Revolera  | 

No es revisar precios, es repercutir el aumento de costes

Convendría rebajar el ruido y elevar la precisión

El mes pasado escribía, en esta tribuna, que la relación entre transportistas y sus clientes está en proceso de maduración. Lo sigo pensando y, por eso, conviene no dejar que una discusión mal formulada nos devuelva a una trinchera verbal en la que cada parte defiende lo suyo mientras el problema real queda oculto bajo una elemental confusión. La cuestión del RDL 9/2026 no debería convertirse en una guerra de declaraciones. Sí exige, en cambio, llamar a las cosas por su nombre.

Escucho y leo una y otra vez: “revisar el precio del transporte”. Pero el precio del transporte ya está fijado, más o menos formalmente, por el acuerdo existente entre transportista y cliente, ya sea un contrato escrito, una tarifa aceptada o una relación comercial estable. Podrá ser bueno, malo, suficiente o insuficiente, pero no es eso lo que la norma viene a renegociar. Lo que la nueva regulación hace obligatorio, sin posibilidad de pacto en contrario, es algo distinto, se trata de cuánto y cómo repercutir la variación significativa del coste del gasóleo de forma separada al precio del porte cuando esa variación alcance el umbral previsto, tanto al alza como a la baja. No se trata de compensar el incremento del combustible revisando las tarifas futuras, ni de acomodar los próximos portes, ni de abrir una negociación comercial; sino de aplicar al servicio ya realizado una fórmula legal, objetiva y vinculada a la variación del precio del combustible, evitando que se eluda esa obligación.
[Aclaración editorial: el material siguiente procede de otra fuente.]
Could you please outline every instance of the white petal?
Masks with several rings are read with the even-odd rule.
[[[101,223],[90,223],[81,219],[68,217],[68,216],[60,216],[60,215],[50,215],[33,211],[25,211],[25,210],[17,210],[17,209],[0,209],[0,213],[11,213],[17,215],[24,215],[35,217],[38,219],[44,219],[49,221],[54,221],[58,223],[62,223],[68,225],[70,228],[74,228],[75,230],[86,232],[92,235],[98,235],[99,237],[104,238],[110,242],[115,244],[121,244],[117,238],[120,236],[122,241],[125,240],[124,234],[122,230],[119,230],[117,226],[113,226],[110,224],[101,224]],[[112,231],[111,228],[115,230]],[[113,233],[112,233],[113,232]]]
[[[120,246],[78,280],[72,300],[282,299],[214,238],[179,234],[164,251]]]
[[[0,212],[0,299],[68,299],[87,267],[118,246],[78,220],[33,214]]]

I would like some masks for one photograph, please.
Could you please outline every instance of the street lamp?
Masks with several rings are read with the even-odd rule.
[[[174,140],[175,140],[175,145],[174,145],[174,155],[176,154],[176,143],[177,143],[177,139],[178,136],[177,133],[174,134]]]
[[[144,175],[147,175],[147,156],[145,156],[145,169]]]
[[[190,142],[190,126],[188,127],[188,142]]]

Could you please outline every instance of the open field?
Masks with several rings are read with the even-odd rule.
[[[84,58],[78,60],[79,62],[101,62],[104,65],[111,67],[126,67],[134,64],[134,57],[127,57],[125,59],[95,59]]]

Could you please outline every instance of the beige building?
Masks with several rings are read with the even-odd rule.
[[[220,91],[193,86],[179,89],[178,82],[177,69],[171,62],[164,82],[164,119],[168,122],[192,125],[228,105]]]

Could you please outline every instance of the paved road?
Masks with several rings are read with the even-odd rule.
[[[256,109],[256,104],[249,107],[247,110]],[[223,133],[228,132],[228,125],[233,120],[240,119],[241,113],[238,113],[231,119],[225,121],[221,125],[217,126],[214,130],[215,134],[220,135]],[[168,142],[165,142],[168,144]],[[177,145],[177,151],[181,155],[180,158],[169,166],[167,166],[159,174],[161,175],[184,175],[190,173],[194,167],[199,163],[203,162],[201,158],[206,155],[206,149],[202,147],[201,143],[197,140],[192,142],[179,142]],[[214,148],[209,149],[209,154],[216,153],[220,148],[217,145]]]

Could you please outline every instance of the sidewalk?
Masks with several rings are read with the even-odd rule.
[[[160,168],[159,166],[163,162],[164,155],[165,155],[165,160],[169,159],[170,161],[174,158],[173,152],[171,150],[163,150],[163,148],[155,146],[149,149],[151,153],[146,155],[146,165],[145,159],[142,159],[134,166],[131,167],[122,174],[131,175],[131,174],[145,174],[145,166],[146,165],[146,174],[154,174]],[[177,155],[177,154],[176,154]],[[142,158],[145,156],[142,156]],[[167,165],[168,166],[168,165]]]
Si se interpreta como una simple “revisión de precios”, algunos pueden entender que basta con renegociar tarifas futuras o introducir ajustes comerciales. Pero si se entiende correctamente como repercusión obligatoria de un coste variable, la conclusión cambia. La subida del gasóleo no desaparece porque las partes hablen de precios futuros, ni queda compensada porque el transportista acepte mañana otra tarifa por necesidad comercial.
La lógica del mecanismo es clara, existe un precio pactado en una fecha de referencia (junto a un precio del combustible en esa fecha) y, si después se produce una variación significativa, corresponde aplicar la fórmula y reflejar el resultado en línea aparte o mediante factura complementaria. No es una recomendación, ni una cláusula decorativa, ni una invitación a “entenderse”. Es una obligación legal reforzada, además, por la nulidad de los pactos en contrario y por un régimen sancionador específico.

Nada de esto convierte el mecanismo en un privilegio del transportista. También opera a la baja. Además, no cubre todos los costes ni corrige los márgenes estrechos del sector, simplemente evita que una variación relevante de un coste esencial recaiga siempre sobre la misma parte. Por eso convendría rebajar el ruido y elevar la precisión. No estamos discutiendo si se revisa el precio del transporte, lo que está en juego es el cumplimiento de una obligación legal que exige repercutir, de manera separada, objetiva y verificable, las variaciones significativas del coste del combustible. Y formulado así, el debate deja mucho menos espacio para interpretaciones interesadas.